Paper 1: Algeria’s Path to Political Reforms: Dodging the Arab Spring
Dr Yahia Zoubir, Professor of International Studies and International Management and Director of Research in Geopolitics, Euromed Management, Marseille (co-authored with Dr Ahmed Aghrout)

Following the uprising in Tunisia in December 2010 media attention focused on Algeria, which, pundits believed, was to undergo a mass upheaval to bring down the government. This forecast was prompted by the food riots that occurred throughout Algeria in early January 2011 and, until now, Algeria has witnessed social unrest with strikes hitting almost all sectors of the economy. The government has reacted to the Arab spring by lifting the state of emergency in place since 1992. It also announced major reforms which have yet to be implemented. There are many factors that prevent Algerians from rising up against the authorities, primarily the bloody decade of the 1990s which resulted from the botched democratization initiated following the tragic 1988 uprising. However, the authorities are wrong in assuming that the factors that prevented a major uprising so far will thwart forever a social explosion similar to what happened elsewhere in the region.

Paper 2: Stable Instability: How sustainable is the status quo in Algeria?
Dr Hakim Darbouche, Research Fellow, Oxford Institute for Energy Studies

Algeria is so far the only country in North Africa not to have experienced sustained mass protests calling for political change. The government in Algiers has by no means remained indifferent to the groundbreaking events in neighbouring countries, but it is responding to this sweeping wave of change at its own pace. This paper argues that, despite its apparent stability, the Algerian polity suffers from underlying currents of instability that risk undermining the long-term sustainability of the state. It identifies the failure of the country’s political and economic transitions and its implications as the most serious challenge confronting the Algerian state today. Unless a) the process of democratic transition that was initiated in 1989 is refined and put back on track, leading to the advent and consolidation of the rule of law, popular enfranchisement and total civilian control of the military; and b) the efforts to diversify the economy away from hydrocarbons are intensified and made more coherent, Algeria will remain susceptible to future instability.

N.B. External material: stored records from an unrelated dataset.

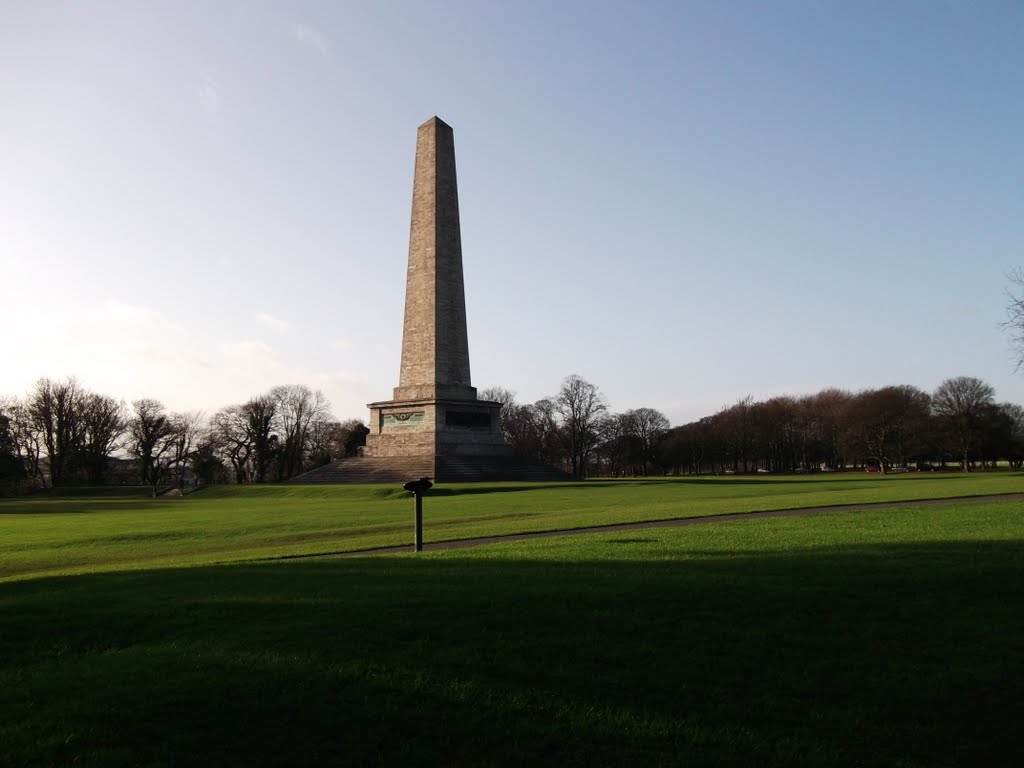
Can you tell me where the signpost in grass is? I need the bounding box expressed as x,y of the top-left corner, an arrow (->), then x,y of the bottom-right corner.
402,477 -> 433,552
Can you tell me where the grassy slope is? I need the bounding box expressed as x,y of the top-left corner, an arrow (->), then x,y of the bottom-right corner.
0,503 -> 1024,766
0,473 -> 1024,581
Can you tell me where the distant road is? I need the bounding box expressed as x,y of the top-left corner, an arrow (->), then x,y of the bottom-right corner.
311,494 -> 1024,559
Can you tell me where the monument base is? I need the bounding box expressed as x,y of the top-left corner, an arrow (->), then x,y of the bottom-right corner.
362,397 -> 512,458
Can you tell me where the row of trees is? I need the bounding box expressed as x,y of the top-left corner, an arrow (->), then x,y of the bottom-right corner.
0,378 -> 368,487
481,376 -> 1024,477
0,375 -> 1024,487
658,377 -> 1024,473
480,374 -> 670,477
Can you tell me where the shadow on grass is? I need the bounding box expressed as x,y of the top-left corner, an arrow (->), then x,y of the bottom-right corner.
0,537 -> 1024,766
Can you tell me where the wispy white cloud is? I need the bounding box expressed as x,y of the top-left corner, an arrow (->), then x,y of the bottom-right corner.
220,340 -> 278,365
100,299 -> 184,335
196,75 -> 223,115
290,24 -> 329,58
256,312 -> 293,331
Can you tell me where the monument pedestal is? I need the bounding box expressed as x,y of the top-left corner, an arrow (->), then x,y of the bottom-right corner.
362,398 -> 512,459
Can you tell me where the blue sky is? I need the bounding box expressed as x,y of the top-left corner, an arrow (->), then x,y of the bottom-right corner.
0,0 -> 1024,424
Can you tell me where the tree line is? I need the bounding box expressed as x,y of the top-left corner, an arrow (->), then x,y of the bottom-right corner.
0,378 -> 369,489
0,375 -> 1024,489
480,376 -> 1024,477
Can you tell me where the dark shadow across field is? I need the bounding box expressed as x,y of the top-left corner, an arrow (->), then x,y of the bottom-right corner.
0,532 -> 1024,766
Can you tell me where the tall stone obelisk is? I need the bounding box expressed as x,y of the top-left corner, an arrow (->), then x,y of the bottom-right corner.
394,117 -> 476,400
365,117 -> 510,469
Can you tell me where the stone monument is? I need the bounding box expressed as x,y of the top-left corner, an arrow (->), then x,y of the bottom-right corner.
291,117 -> 568,483
364,117 -> 511,459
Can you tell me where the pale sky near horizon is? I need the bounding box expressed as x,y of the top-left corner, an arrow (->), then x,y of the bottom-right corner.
0,0 -> 1024,424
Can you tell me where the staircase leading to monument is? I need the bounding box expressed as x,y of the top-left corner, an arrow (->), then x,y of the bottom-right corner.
288,456 -> 572,485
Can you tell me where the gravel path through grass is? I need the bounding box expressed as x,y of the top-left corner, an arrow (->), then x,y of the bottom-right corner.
329,494 -> 1024,560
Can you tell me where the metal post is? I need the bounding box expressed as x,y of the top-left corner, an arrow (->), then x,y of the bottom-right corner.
413,492 -> 423,552
402,477 -> 433,552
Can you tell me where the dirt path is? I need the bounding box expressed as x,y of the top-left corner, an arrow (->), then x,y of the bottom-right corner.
321,494 -> 1024,559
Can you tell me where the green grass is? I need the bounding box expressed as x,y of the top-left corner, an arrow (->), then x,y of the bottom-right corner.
0,472 -> 1024,581
0,501 -> 1024,766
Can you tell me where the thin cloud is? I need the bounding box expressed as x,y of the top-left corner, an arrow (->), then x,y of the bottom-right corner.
220,340 -> 278,365
291,24 -> 328,58
101,299 -> 184,335
256,312 -> 293,331
196,75 -> 223,115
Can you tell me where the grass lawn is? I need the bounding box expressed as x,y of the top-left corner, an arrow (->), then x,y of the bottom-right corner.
0,472 -> 1024,581
0,499 -> 1024,766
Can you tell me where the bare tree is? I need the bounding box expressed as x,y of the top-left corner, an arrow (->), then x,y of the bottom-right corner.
0,401 -> 25,496
848,385 -> 929,473
127,398 -> 174,489
270,384 -> 331,479
554,374 -> 608,478
1001,266 -> 1024,372
626,408 -> 672,475
210,406 -> 253,482
26,378 -> 86,486
0,397 -> 44,485
167,411 -> 203,492
242,393 -> 279,482
932,376 -> 995,472
82,392 -> 128,482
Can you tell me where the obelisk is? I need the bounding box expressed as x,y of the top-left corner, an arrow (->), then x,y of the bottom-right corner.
394,117 -> 476,400
365,117 -> 511,468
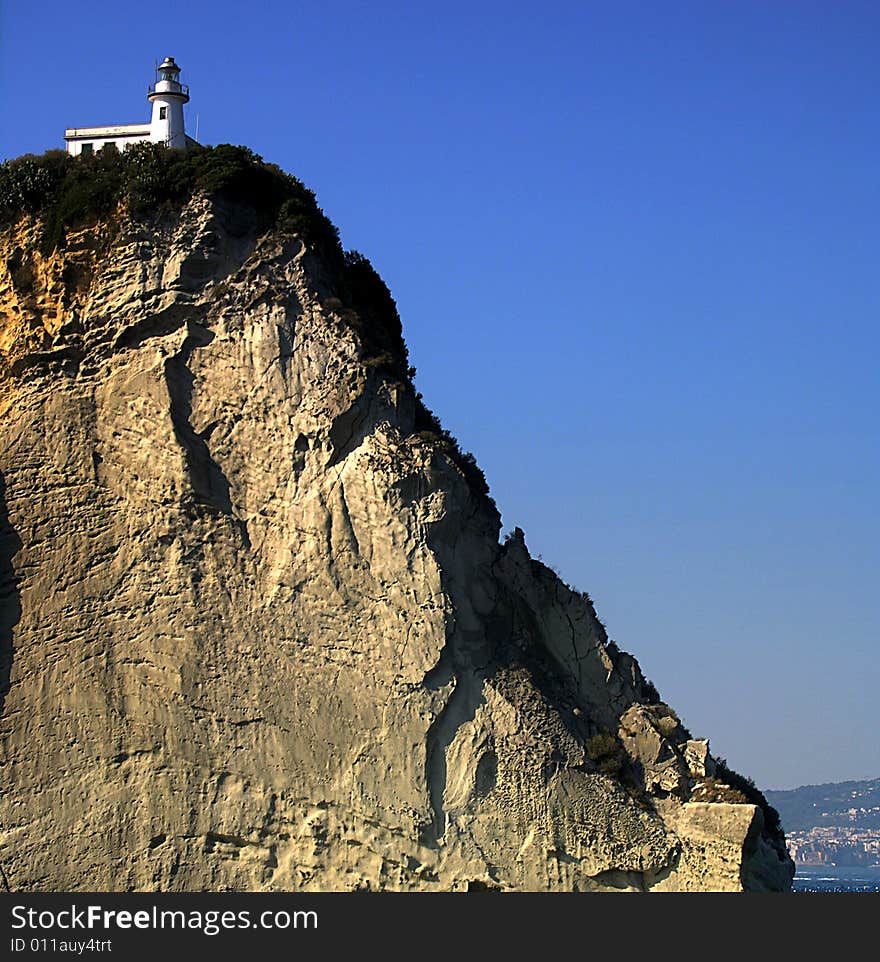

Paper 3Algeria and its Neighbours: A Comparative Perspective
Dr Claire Spencer, Head, Middle East and North Africa Programme, Chatham House

In 2011, Algeria looked increasingly out of step with the political changes affecting the rest of North Africa. This paper will examine the impacts that recent steps towards democracy in Tunisia, the constitutional revision and subsequent elections in Morocco and the overthrow of Muammar Qaddafi in Libya have had on the continuing ability of the Algerian political system to adapt to rapid change in its immediate environment. Algerian diplomacy has been depicted as reactive and wrong-footed by events in Libya and the rest of the Maghreb, and muted towards the wider Middle East (Syria, Bahrain, Yemen etc). Will the examples of successful elections and reforms elsewhere in North Africa provoke new demands for generational change and representation? Or will appeals to the “Algerian exception” (l’exception algérienne) continue to contain and divide popular demands as in 2011?

These are abridged versions of the abstracts submitted by  the presenters.